Sabtu, 08 Desember 2012

PENCITRAAN


PENCITRAAN

Lagi-lagi aku mendapati sesosok bayangan yang sedang membungkuk itu. Tengah malam begini. Sendirian. Celingukan. Terkadang memandang ke kanan, terkadang memandang ke kiri. Sangat mencurigakan. Biasanya, yang dilakukannya adalah berjalan mengendap-endap melewati rumah kecilku, juga rumah-rumah tetanggaku, lalu berbelok ke kiri. Hilang. Tak ada kabar kemalingan atau apapun memang. Namun kurasa, yang dilakukan orang itu benar-benar ganjil.

         Bagaimana tidak ganjil jika dia hanya seorang diri berjalan –seperti tanpa arah?- dia tidak mabuk, terbukti dari jalannya yang tak sempoyongan. Dia juga tidak berjudi, karena yang kutahu markas judi terbesar ada di sebelah timur, bukan di sebelah barat. Yang paling membuatku penasaran adalah siapakah dia? Wajahnya selalu tertutupi caping hitam, persis ninja di televisi yang biasa ditonton anakku.

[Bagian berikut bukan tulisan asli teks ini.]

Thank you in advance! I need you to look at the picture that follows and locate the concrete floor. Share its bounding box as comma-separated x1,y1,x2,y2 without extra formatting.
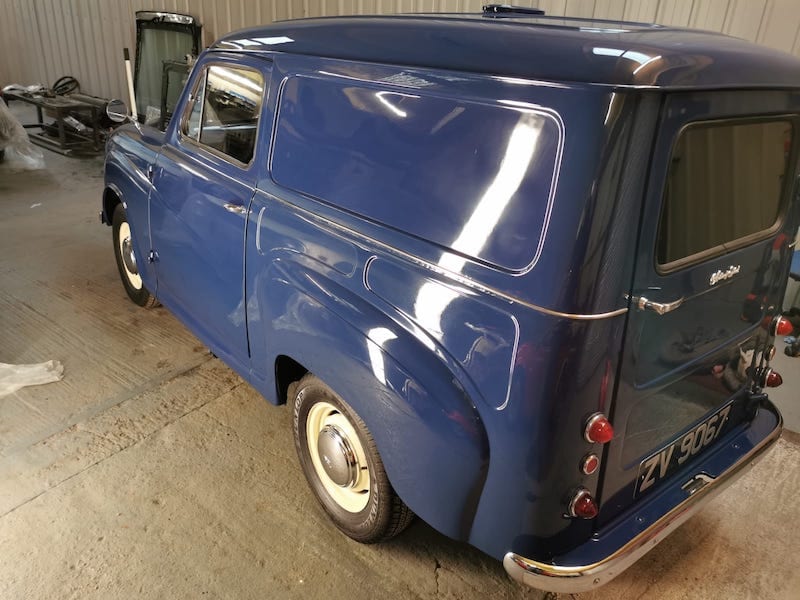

         Rupanya, malam ini aku mendapat jawabannya. Sesaat setelah selesai menonton sepakbola –sayangnya MU kalah, aku mendapati orang itu berjalan mengendap-endap lagi. Herannya, dia selalu berhasil berjalan sendirian kala orang terlelap. Biasanya satu dua ada saja yang jagongan, entah pos ronda atau apa. Namun dia tahu rupanya, mana jalanan yang sepi, mana pula jalanan yang ramai. 

          Dia datang dengan pakaian yang sama. Persis seperti orang yang mau pergi ke sawah. Yang membedakan adalah jaket tebal yang melapisi tubuh tambunnya yang kekar. Nah, nah, tubuh tambun? Rasa-rasanya aku pernah melihat orang yang seperti ini. Apa sih tujuannya?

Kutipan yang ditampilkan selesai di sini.